May 04, 1994|By Sheridan Lyons | Sheridan Lyons,Sun Staff Writer

A Harford County man convicted almost three years ago on charges of murder, kidnapping and attempted rape in the 1990 death of a 21-year-old Army clerk is back in Baltimore County court for a new trial.

Daniel E. Turner, 35, of Aberdeen was sentenced to life in prison with out parole in June 1991 by Circuit Judge Alfred L. Brennan Sr. after a jury found him guilty in the death of Bonnie Sue Joseph. She had disappeared during an early-morning trip to a convenience store for snacks and other items for her Aberdeen Proving Ground co-workers.

The trial was moved to Baltimore County from Harford. The retrial, which began Monday before Judge Brennan, is expected to last about two weeks.

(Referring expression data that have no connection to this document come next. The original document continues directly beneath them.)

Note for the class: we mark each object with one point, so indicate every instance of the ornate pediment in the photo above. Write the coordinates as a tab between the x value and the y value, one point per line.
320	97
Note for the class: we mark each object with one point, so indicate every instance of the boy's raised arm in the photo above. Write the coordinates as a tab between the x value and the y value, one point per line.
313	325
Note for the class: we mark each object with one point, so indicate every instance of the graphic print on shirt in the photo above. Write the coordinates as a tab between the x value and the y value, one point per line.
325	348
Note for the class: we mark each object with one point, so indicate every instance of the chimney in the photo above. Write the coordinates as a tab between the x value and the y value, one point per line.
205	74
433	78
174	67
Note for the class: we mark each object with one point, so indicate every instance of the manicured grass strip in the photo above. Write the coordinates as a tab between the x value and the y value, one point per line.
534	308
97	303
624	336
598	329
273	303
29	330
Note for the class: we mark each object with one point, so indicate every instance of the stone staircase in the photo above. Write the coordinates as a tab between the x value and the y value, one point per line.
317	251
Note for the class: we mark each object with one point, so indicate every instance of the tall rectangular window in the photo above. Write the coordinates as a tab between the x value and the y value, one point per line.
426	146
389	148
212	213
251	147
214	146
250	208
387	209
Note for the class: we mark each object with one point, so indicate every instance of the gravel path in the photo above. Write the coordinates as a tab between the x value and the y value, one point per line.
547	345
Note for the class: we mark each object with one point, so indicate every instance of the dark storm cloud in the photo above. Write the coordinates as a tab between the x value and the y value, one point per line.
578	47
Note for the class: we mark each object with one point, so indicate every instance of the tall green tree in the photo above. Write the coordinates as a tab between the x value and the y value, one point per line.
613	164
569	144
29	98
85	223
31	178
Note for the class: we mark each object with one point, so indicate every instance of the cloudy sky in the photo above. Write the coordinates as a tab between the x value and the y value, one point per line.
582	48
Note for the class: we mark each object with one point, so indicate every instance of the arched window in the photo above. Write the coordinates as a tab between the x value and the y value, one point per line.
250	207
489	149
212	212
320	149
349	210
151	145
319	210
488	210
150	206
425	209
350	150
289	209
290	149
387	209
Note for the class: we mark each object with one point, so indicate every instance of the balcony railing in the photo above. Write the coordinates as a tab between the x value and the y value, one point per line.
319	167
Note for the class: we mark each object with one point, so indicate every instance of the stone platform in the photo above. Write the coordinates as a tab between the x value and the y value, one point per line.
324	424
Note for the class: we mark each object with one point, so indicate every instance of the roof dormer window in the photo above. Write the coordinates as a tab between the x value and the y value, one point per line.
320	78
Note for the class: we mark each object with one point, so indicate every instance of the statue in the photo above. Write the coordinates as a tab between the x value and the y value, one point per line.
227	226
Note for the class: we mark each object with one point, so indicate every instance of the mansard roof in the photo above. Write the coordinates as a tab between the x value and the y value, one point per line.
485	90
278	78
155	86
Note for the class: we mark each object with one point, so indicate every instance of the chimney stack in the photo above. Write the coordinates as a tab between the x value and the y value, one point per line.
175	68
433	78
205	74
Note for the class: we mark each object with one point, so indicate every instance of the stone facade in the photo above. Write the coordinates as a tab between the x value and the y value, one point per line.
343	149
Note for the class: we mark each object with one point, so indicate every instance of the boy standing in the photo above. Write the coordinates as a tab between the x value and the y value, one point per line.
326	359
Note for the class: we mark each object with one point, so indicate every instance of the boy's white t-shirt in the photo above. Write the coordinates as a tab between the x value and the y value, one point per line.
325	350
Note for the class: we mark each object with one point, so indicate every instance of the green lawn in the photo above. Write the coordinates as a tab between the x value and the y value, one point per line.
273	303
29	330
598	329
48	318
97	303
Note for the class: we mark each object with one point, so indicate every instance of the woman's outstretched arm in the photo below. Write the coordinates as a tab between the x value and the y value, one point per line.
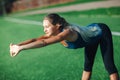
38	42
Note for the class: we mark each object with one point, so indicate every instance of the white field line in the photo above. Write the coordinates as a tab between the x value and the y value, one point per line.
23	21
39	23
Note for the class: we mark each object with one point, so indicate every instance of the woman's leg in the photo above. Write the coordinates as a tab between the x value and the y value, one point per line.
90	52
106	45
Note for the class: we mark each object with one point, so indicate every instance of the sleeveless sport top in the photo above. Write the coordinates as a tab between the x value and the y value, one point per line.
86	35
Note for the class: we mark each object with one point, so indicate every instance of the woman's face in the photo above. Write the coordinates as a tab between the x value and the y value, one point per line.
49	29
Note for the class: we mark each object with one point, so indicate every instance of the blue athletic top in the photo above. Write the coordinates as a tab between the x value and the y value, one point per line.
86	35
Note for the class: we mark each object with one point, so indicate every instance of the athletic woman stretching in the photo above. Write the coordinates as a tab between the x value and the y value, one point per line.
57	29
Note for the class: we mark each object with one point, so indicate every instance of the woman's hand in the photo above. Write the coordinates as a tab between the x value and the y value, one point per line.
14	50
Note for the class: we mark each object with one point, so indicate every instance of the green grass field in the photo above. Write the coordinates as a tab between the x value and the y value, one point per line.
53	62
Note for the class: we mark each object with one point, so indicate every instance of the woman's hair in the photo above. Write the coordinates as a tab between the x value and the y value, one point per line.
56	19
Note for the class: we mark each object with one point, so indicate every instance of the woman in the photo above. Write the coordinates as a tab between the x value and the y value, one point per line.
57	29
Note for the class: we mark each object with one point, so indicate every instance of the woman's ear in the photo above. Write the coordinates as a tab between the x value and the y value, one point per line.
58	26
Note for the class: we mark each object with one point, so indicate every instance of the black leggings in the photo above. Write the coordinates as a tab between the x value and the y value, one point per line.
106	46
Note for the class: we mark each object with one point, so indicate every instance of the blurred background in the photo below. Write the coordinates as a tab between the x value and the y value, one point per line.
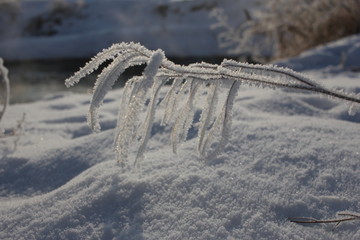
43	42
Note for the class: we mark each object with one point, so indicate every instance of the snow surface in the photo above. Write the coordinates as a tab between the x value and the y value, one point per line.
291	154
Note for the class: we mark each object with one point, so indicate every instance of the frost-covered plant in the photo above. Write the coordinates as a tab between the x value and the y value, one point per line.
5	94
189	83
284	28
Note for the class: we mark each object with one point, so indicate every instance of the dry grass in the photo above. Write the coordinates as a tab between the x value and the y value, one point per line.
285	28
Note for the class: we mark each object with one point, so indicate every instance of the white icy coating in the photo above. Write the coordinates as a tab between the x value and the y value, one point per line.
159	70
290	154
5	85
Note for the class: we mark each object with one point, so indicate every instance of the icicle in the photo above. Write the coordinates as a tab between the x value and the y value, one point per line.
126	132
207	114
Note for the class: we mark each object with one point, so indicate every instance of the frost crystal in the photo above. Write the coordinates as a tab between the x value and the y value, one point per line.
189	83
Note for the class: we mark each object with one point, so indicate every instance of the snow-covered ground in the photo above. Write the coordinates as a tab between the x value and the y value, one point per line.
291	154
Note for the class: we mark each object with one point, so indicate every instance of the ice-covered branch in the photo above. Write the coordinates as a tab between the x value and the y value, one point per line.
4	80
188	82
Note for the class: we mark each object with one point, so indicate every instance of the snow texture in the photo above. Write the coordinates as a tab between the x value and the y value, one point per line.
196	77
290	154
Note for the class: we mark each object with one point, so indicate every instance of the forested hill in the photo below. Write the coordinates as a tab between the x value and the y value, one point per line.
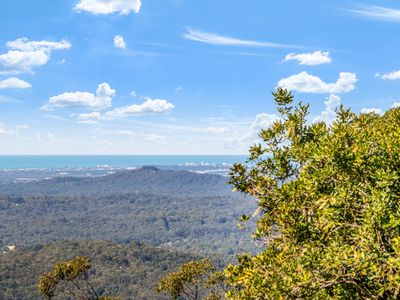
129	271
149	180
174	209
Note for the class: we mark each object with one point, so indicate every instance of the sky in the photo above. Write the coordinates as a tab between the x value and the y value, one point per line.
185	77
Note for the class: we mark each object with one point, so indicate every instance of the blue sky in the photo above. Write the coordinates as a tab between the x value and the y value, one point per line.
184	77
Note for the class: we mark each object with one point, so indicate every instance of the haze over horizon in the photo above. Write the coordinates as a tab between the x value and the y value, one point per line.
184	77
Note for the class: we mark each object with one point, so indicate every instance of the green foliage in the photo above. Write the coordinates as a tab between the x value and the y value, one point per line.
175	209
328	204
129	271
69	278
194	280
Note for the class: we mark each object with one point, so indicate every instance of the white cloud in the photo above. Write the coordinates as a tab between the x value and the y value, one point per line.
372	110
93	115
306	83
22	127
396	104
389	76
156	139
104	7
217	130
329	114
100	100
262	121
119	42
125	132
216	39
105	143
310	59
14	83
6	132
26	55
251	133
377	12
149	106
50	137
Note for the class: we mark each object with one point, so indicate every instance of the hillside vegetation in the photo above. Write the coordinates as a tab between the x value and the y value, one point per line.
175	209
130	271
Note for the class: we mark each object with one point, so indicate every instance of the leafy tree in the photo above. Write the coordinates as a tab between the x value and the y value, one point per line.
70	278
193	281
329	207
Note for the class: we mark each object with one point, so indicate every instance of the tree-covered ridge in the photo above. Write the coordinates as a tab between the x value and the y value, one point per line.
329	205
182	210
125	271
144	180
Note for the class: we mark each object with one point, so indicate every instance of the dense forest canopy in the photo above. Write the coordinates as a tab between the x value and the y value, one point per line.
176	209
329	205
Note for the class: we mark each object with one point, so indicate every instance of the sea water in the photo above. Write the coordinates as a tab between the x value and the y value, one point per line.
118	161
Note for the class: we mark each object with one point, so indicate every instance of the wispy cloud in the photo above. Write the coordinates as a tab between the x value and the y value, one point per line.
307	83
377	12
389	76
216	39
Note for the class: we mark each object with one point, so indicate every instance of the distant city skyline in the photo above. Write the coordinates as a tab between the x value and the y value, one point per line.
184	77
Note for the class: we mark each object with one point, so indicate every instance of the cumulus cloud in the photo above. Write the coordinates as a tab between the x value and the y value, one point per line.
329	114
262	121
396	104
251	134
390	76
125	132
50	137
217	130
148	107
14	83
119	42
93	115
156	139
24	55
100	100
306	83
377	12
104	7
216	39
6	132
310	59
372	110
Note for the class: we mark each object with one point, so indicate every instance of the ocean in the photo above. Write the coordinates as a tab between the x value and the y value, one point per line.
117	161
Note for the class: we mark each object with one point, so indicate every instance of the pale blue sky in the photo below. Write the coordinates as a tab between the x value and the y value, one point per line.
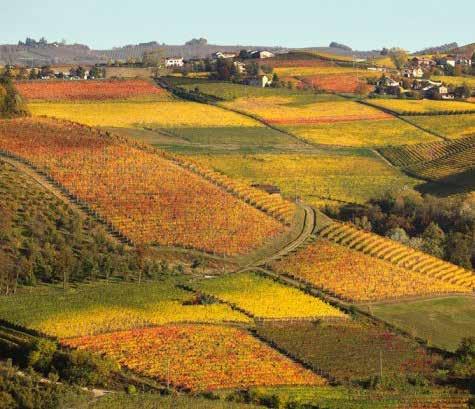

Mr. Turner won a new trial on appeal because of a comment by the judge, who had said in overruling an objection during closing arguments that the victim's blood was on the knife. During the trial, the testimony had been only that the blood was consistent with the victim's, said Harford County State's Attorney Joseph I. Cassilly and defense attorney Robert N. Winkler.

Specialist Joseph, a clerk-typist in the 532nd Military Police Company, was on duty March 11, 1990, when she volunteered to make the 2 a.m. trip into Aberdeen, Mr. Cassilly told the jury of eight women and four men in his opening statement.

Clerks at the local 7-Eleven store remembered her name -- and the money she had stuffed into the various pockets of her uniform to keep the orders straight, he said. They also knew Mr. Turner, who was outside the store at the time.

A receipt showed her last purchase at 2:24 a.m., the state's attorney said. When she failed to return to the post, the military police searched for her.

At 6 a.m., Mr. Cassilly said, a woman called the Harford County sheriff and said that she had heard a woman screaming, then had seen a man walking away from a body.

A police hunt began, he said, "and by about 9:30, this defendant was run to the ground."

Mr. Turner's clothes were soaked with blood, his shoe prints matched those from the killing scene and the pursuit, and a knife, the victim's car keys and her list of things to buy were recovered along the route, Mr. Cassilly said. The defendant was linked to the crime by blood and semen tests and by glass on his clothing that matched the shattered window of the victim's car.

Mr. Winkler suggested the jury consider whether Mr. Turner might be guilty of second-degree murder -- or less, "depending TC upon what may or may not have occurred."

In the first trial, prosecutors had sought the death penalty. But the prosecution cannot seek death in the retrial, Mr. Cassilly said, because Mr. Turner cannot legally put himself in greater jeopardy by appealing and winning a new trial.